Hogg’s support comes from Democrats in every part of the state, not just the “Des Moines establishment” Klein imagines.
Any comments about the IA-Sen race are welcome in this thread.
March 7 press release from Hogg’s Senate campaign:
Rob Hogg Announces Endorsements by 30 Former Democratic Legislators for U.S. Senate Campaign
Endorsements Include Former Senate President Jack Kibbie, Former Speaker Pro Tempore Polly Bukta, Former Governor Candidate Jack Hatch, Former Congressional Candidate Staci Appel, and Former Iowa Democratic Party Chair Tyler Olson
CEDAR RAPIDS – Rob Hogg, a state senator from Cedar Rapids, announced he has received endorsements from 30 former Iowa Democratic legislators for his candidacy to replace Senator Chuck Grassley. Those endorsing include former Senate President Jack Kibbie, former House Speaker Pro Tempore Polly Bukta, former Governor candidate Jack Hatch, former Congressional candidate Staci Appel, and former Iowa Democratic Party chair Tyler Olson.

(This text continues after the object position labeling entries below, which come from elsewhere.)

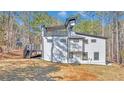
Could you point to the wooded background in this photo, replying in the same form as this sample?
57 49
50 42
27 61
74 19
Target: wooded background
20 28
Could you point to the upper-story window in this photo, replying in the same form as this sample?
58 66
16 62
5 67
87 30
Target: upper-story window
96 55
85 55
76 40
86 41
49 40
93 40
63 40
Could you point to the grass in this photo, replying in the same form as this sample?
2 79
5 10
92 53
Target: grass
10 63
89 72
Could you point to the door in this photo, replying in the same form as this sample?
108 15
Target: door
75 50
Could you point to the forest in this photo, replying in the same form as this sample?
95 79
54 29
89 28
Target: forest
19 28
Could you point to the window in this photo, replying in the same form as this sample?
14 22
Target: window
63 40
85 55
71 55
49 40
93 40
76 40
96 55
86 41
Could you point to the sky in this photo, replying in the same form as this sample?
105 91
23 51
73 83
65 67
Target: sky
62 15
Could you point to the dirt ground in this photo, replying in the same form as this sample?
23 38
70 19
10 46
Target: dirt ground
14 68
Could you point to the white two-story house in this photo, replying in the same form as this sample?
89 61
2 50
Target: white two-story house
62 44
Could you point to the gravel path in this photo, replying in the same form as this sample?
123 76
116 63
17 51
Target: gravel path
9 72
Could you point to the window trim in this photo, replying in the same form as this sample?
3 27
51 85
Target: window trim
83 56
95 57
93 40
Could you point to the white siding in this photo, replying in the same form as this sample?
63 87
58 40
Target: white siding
98 46
47 48
56 51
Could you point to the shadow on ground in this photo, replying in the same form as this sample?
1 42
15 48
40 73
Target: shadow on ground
29 73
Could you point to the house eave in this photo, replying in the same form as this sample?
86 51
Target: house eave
101 37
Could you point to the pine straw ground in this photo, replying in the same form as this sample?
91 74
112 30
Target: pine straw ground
14 67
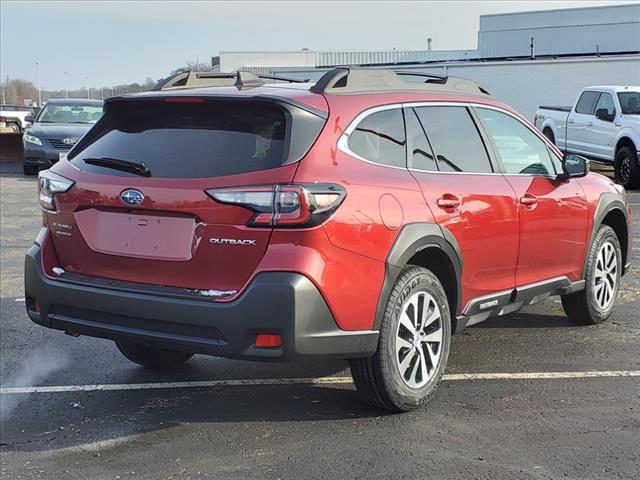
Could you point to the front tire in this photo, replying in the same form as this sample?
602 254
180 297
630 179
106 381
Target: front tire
626 168
594 304
413 347
152 357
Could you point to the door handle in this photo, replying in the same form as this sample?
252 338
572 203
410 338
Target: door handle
528 200
448 201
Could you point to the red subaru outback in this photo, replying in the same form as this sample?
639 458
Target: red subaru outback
368 217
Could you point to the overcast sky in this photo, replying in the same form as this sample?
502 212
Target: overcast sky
113 42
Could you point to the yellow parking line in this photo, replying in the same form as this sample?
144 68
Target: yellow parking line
310 381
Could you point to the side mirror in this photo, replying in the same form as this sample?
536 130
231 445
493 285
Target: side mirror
603 114
573 166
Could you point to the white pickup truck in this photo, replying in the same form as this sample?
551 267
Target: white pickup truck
603 124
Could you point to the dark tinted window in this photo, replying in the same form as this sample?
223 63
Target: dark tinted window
587 102
420 154
380 138
455 139
605 102
520 150
189 140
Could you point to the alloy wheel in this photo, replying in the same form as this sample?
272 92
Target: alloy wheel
606 275
418 343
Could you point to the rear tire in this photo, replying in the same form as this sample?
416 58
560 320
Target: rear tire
152 357
413 347
29 170
626 168
594 304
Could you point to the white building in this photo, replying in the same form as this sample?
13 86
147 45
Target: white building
524 59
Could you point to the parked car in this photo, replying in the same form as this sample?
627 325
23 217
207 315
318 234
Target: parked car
603 124
15 116
363 217
56 129
3 126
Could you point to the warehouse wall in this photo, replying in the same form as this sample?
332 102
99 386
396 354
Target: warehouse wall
526 84
559 32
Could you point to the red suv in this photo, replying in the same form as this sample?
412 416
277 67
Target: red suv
368 216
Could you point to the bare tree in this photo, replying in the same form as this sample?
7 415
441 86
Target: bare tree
196 66
17 90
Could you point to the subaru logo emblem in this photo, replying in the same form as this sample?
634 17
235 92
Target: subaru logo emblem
132 197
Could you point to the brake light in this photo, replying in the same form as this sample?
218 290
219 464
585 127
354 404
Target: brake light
265 340
284 205
50 184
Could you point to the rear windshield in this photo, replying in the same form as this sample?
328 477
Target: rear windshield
188 140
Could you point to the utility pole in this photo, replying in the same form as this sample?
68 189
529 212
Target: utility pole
39 86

“I am honored by the support of my former legislative colleagues for my candidacy for the United States Senate,” Hogg said. “Like the endorsements by 63 of my current legislative colleagues, these endorsements are important because these are the people who know me best doing the job of a legislator. I appreciate their confidence that I would do a good job as a United States Senator.”
In January, Hogg was endorsed by 63 of the 68 current Democratic state legislators. On Thursday, Senate Majority Leader Mike Gronstal and Senate President Pam Jochum reiterated their support for Hogg.
In addition to Kibbie, Bukta, Hatch, Appel, and Olson, other former legislators endorsing Hogg include:
Floyd County Supervisor Mark Kuhn, former state representative
Jefferson County Supervisor Becky Schmitz, former state senator
Emmet County Democratic chair John Wittneben, former state representative
Clayton County Democratic chair Roger Thomas, former state representative
Former state senator Daryl Beall
Former state senator Gene Fraise
Former state senator Bill Heckroth
Former state senator Rich Olive
Former state senator Roger Stewart
Former state senator Steve Warnstadt
Former state senator Frank Wood
Former state representative John Beard
Former state representative Mark Davitt
Former state representative Ed Fallon
Former state representative Gene Ficken
Former state representative Ro Foege
Former state representative Marcie Frevert
Former state representative Doris Kelley
Former state representative Bob Osterhaus
Former state representative Brian Quirk
Former state representative Nathan Reichert
Former state representative Tom Schueller
Former state representative Don Shoultz
Former state representative Greg Stevens
Former state representative Nate Willems
Hogg announced his candidacy for the United States Senate on September 22, 2015, in Callender, Iowa, where his grandmother was born in 1902. On February 29, Hogg officially qualified as a candidate for the June 7 primary when he submitted over 13,000 signatures from Iowans in all 99 counties to the Iowa Secretary of State’s office.
Hogg, age 49, is currently serving his third term in the Iowa Senate after two terms in the Iowa House. As a state legislator, Hogg has been a leader for flood recovery, disaster preparedness, renewable energy, clean water, education, infrastructure, public health including mental health, and public safety. In addition to serving in the Legislature, Hogg is an attorney in private practice in Cedar Rapids. He and his wife, Kate, have three children, two in college and one in high school.